独立行政法人中小企業基盤整備機構の中小企業倒産防止共済(以下、「セーフティ共済」といいます)については、所得金額の多い法人の多くが加入しています。
また、法人ほどではないにしても、所得金額の多い個人も加入している場合もあります。プロのスポーツ選手など、所得額が大きく、年度による所得変動が大きい人、特に今現在の所得は高いが、今後所得の減少が見込まれる場合などは加入のメリットが高く、加入している場合も多いのではないかと考えられます。
では、個人でセーフティ共済に加入している者に相続が発生した場合、相続税の課税関係はどうなるのでしょうか。
セーフティ共済加入者が死亡した際には、共済契約が承継される場合と共済契約が解除される場合があります。事業を承継した相続人がいる場合、相続人の一人がその共済契約を承継することができます。事業の承継者がいない場合や共済契約の承継を望まない場合は、共済契約は解除され、相続人の一人に解約手当金が支払われます。
共済契約を継承する場合は、相続人が承継する共済契約に関する権利が相続財産となり、その評価額は相続開始時の解約手当金相当額となります。共済契約を承継しない場合は、当該共済契約の解約手当金の支給を受ける相続人の相続財産となり、その評価額は解約手当金の額となります。
結果として、いずれの場合も死亡時点での共済契約金の解約手当金相当額が財産評価額となります。また、これらは本来の相続財産であり、遺言がない場合は遺産分割協議で取得する相続人を決める必要があります。申告期限までに協議が調わない場合は、未分割財産として共同相続人が各相続分に応じて申告することになります。

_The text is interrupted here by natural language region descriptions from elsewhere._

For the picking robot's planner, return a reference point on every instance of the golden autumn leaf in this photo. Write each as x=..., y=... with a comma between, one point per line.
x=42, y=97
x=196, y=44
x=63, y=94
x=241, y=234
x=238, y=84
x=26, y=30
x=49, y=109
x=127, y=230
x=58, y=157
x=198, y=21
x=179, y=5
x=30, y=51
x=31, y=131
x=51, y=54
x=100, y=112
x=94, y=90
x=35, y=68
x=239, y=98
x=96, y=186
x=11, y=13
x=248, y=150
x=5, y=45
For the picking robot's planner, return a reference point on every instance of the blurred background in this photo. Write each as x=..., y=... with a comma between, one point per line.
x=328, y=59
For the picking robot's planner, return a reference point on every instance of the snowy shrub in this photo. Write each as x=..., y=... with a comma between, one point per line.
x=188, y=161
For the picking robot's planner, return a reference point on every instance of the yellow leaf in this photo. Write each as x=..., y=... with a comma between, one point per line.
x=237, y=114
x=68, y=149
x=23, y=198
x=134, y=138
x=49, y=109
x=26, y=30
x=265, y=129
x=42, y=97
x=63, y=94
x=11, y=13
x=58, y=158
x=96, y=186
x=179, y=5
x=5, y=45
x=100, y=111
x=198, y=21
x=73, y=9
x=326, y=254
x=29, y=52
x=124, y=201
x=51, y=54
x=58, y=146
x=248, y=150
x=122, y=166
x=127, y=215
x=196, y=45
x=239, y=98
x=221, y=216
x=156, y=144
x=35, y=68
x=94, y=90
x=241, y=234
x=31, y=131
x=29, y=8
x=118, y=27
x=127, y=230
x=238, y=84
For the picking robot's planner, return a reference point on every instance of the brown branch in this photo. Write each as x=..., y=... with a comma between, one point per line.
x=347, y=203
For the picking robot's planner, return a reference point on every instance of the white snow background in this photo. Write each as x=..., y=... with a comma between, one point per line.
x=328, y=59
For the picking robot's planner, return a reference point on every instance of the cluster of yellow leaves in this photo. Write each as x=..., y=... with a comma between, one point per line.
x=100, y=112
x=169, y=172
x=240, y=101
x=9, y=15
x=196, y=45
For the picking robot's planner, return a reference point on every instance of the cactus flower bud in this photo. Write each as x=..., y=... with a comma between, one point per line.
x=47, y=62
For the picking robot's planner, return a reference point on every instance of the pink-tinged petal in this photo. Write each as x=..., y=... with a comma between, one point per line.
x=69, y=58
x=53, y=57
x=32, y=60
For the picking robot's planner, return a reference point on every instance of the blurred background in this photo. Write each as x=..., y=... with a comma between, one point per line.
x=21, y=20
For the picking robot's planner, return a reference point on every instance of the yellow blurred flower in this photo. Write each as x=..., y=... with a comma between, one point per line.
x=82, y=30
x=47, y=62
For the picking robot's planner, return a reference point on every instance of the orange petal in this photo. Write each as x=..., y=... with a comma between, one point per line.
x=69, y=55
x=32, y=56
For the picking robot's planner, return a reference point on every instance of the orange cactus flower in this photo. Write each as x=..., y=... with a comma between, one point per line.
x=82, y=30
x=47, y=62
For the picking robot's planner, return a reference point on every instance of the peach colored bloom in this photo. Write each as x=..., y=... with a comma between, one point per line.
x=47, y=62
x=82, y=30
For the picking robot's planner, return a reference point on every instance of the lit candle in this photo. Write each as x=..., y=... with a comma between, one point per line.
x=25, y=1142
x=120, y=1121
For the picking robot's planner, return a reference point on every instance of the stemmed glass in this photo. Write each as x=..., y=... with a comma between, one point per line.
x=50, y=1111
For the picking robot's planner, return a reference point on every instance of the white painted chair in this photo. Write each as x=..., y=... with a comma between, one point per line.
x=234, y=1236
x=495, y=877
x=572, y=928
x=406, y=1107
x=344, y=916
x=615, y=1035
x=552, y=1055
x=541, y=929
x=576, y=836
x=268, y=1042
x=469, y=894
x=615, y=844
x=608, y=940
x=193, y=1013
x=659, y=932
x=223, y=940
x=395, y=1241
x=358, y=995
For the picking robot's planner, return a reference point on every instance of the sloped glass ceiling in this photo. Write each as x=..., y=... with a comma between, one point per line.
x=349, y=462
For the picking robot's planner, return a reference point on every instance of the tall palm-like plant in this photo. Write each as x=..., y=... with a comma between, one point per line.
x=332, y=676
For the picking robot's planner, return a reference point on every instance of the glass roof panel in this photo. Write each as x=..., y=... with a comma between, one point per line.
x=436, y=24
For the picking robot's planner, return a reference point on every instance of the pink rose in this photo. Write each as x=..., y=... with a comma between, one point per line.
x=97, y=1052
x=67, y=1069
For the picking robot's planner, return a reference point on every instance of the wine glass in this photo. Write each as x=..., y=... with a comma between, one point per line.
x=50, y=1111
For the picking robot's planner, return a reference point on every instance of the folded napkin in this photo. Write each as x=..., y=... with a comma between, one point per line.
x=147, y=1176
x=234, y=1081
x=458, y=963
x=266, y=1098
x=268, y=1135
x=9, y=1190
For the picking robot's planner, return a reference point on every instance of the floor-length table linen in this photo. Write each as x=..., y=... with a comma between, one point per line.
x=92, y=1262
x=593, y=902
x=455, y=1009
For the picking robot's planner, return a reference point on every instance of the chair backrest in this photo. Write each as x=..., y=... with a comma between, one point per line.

共済契約を継承する場合は、所得税の課税関係は生じませんが、共済契約を解除する場合は、解約手当金の額が被相続人の死亡年度の事業所得に係る収入金額に算入されます。被相続人の死亡年度の準確定申告を計算した結果、所得税額が算出されれば、その額は、債務控除の対象となります。なお、共済契約を継承した後、その共済契約を解約した場合は、解約金相当額は、継承した相続人の事業所得の収入金額に算入されます。
また、共済金の貸付けがある場合は、共済契約を承継する時は、承継した相続人が貸付金の返還義務を引き受けます。解約手当金を受ける時は、解約手当金の額からその貸付金の額を控除することになります。このため、当該貸付金の額は、承継した相続人又は解約金を受けとる相続人の債務控除の対象となります。
共済契約が解除された場合は相続人に解約手当金が振り込まれるため、当該金銭が相続財産であるという認識はあるでしょうが、共済契約を承継する場合は、何らの金銭の移動もないため相続財産であるという認識が薄いと考えられます。このため、被相続人が個人事業を行っており事業継続中に死亡した場合には、セーフティ共済の加入の有無を必ず確認する必要があります。また、共済契約を引き継がない場合は、準確定申告の事業所得において、解約返戻金の計上漏れに注意する必要があります。